Una memoria transitada por los bares de la familia. También la muerte. Un pueblo. Un niño acunado por los borrachos del lugar. El relato autobiográfico que cuenta una época y una comunidad, entre la poesía y la narrativa, en un híbrido hipnótico.
¿En qué momento se funda la memoria?, ¿cuál es el primer recuerdo?, ¿es propio o es lo que nos cuentan y con el tiempo nos vamos apropiando? Yamil Dora dice en Los lindos que cuando era bebé dormía en un moisés arriba de la barra del bar de la familia y que los borrachos se turnaban para acunarlo. No dice que él lo recuerde. Pero lo cuenta como algo fundacional, algo que alguna parte de su cuerpo parece recordar. Algo que repite y se repite a lo largo de los textos como un mantra: fue un bebé que dormía en la barra de un bar; ese bar era de su familia. Hay una afirmación en ese recuerdo que no es una simple anécdota pintoresca. Hay una afirmación, hay algo que lo definirá el resto de su vida: el universo de los bares y todo lo que se cuece en él: las amistades entrañables, las alegrías, el dolor compartido, el gusto por la noche, el aire viciado, el olor a vino, la música, la poesía tal vez puesta en boca de hombres que no saben que saben de poesía.
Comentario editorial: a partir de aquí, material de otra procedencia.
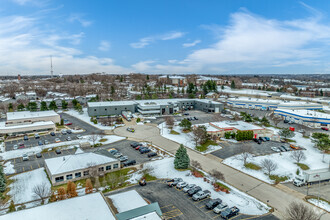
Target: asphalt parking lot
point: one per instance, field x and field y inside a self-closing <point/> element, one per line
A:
<point x="230" y="149"/>
<point x="175" y="204"/>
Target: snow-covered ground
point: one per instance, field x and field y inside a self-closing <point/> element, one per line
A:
<point x="321" y="204"/>
<point x="247" y="204"/>
<point x="183" y="138"/>
<point x="21" y="188"/>
<point x="315" y="159"/>
<point x="84" y="117"/>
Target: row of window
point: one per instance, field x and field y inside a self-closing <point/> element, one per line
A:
<point x="85" y="173"/>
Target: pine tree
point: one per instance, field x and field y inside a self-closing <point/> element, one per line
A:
<point x="89" y="186"/>
<point x="61" y="193"/>
<point x="12" y="207"/>
<point x="181" y="160"/>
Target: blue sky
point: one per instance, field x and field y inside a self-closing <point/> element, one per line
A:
<point x="148" y="36"/>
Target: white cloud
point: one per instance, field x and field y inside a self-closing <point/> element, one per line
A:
<point x="192" y="44"/>
<point x="104" y="46"/>
<point x="143" y="42"/>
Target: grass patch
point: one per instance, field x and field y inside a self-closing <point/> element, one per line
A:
<point x="303" y="166"/>
<point x="205" y="146"/>
<point x="252" y="166"/>
<point x="174" y="132"/>
<point x="222" y="186"/>
<point x="278" y="179"/>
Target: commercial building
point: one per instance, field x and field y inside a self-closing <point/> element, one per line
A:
<point x="308" y="118"/>
<point x="270" y="104"/>
<point x="79" y="166"/>
<point x="152" y="107"/>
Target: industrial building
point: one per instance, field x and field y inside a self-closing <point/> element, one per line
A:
<point x="269" y="104"/>
<point x="152" y="107"/>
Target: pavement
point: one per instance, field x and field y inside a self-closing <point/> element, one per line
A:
<point x="278" y="198"/>
<point x="175" y="204"/>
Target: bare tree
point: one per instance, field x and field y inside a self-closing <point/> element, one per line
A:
<point x="41" y="191"/>
<point x="298" y="155"/>
<point x="299" y="211"/>
<point x="268" y="165"/>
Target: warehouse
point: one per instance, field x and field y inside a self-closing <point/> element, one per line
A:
<point x="308" y="118"/>
<point x="152" y="107"/>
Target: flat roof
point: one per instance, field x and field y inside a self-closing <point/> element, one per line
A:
<point x="90" y="206"/>
<point x="28" y="115"/>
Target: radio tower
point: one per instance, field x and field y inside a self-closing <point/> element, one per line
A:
<point x="51" y="66"/>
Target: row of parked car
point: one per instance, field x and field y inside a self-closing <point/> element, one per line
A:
<point x="197" y="194"/>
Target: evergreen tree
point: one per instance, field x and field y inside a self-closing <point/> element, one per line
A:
<point x="181" y="160"/>
<point x="89" y="186"/>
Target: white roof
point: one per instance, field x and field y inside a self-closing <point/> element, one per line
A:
<point x="91" y="206"/>
<point x="27" y="115"/>
<point x="126" y="201"/>
<point x="69" y="163"/>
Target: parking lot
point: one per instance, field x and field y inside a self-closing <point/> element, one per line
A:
<point x="175" y="204"/>
<point x="230" y="149"/>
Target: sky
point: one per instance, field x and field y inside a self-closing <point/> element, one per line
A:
<point x="164" y="36"/>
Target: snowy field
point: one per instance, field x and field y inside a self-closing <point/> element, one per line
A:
<point x="183" y="138"/>
<point x="247" y="204"/>
<point x="322" y="204"/>
<point x="286" y="165"/>
<point x="21" y="188"/>
<point x="37" y="149"/>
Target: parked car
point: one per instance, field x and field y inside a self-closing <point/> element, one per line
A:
<point x="219" y="208"/>
<point x="188" y="187"/>
<point x="194" y="190"/>
<point x="25" y="157"/>
<point x="229" y="212"/>
<point x="201" y="195"/>
<point x="129" y="163"/>
<point x="152" y="154"/>
<point x="181" y="185"/>
<point x="211" y="204"/>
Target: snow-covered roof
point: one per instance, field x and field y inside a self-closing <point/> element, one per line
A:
<point x="69" y="163"/>
<point x="126" y="201"/>
<point x="91" y="206"/>
<point x="28" y="115"/>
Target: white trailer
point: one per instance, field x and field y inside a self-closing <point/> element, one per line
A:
<point x="312" y="176"/>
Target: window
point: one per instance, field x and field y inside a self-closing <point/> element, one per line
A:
<point x="59" y="179"/>
<point x="69" y="177"/>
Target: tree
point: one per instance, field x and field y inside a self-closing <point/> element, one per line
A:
<point x="41" y="191"/>
<point x="181" y="160"/>
<point x="88" y="186"/>
<point x="61" y="193"/>
<point x="268" y="165"/>
<point x="71" y="190"/>
<point x="186" y="124"/>
<point x="298" y="155"/>
<point x="299" y="211"/>
<point x="286" y="133"/>
<point x="11" y="207"/>
<point x="43" y="106"/>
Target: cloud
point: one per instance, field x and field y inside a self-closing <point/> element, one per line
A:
<point x="143" y="42"/>
<point x="104" y="46"/>
<point x="79" y="18"/>
<point x="192" y="44"/>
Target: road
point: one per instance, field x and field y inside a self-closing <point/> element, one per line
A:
<point x="279" y="196"/>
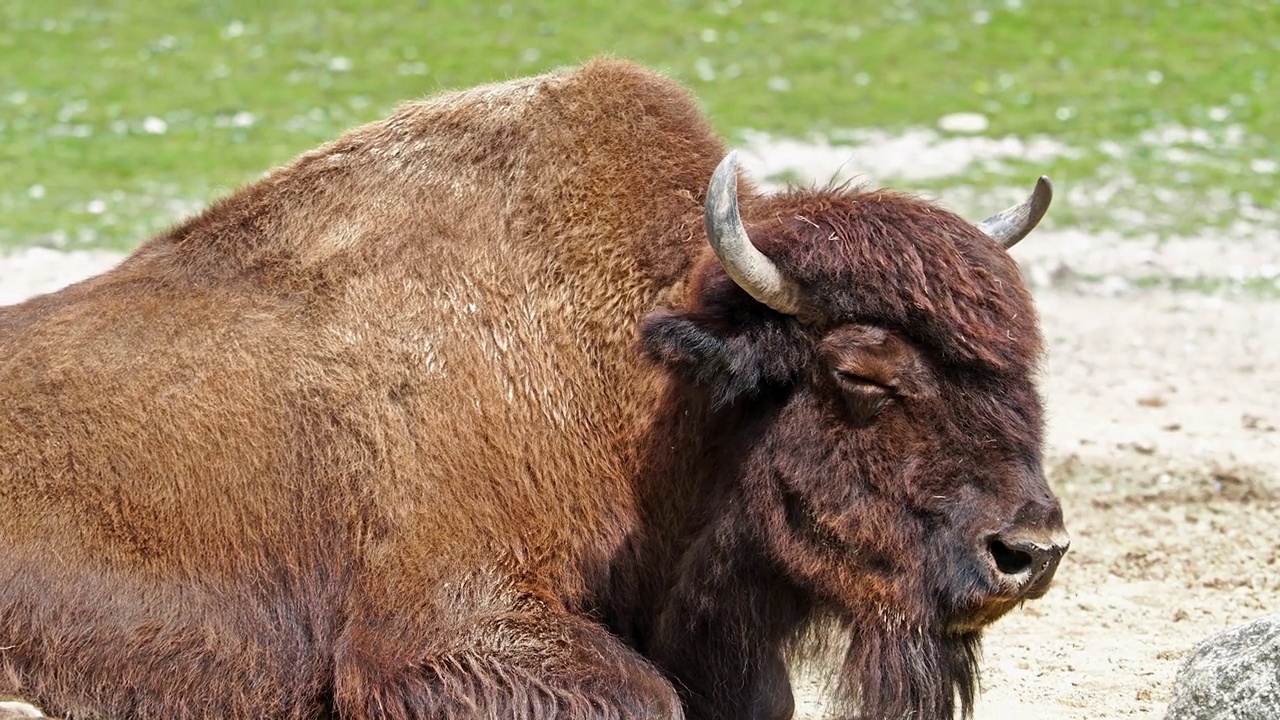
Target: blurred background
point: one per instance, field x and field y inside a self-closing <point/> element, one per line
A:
<point x="119" y="115"/>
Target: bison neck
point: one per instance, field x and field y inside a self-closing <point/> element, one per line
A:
<point x="694" y="588"/>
En un pueblo chico, un pueblo de provincia, el bar no es lo mismo que aquí en Buenos Aires. El bar funciona como un micro mundo de hombres: es el sitio de la palabra más que de las acciones: hablar de política, hablar de fútbol, hablar de mujeres; cantar canciones, guitarrear, nadie baila, no bailan entre sí los hombres solos. Es el sitio de los naipes, de las apuestas clandestinas, de los sifones, el aperitivo de las 11 y el de la tardecita; el vino de las 12 y el que circula cuando la noche se abre, inmensa y larga, para cerrarse recién cuando está clareando. En mi pueblo al bar le decían boliche.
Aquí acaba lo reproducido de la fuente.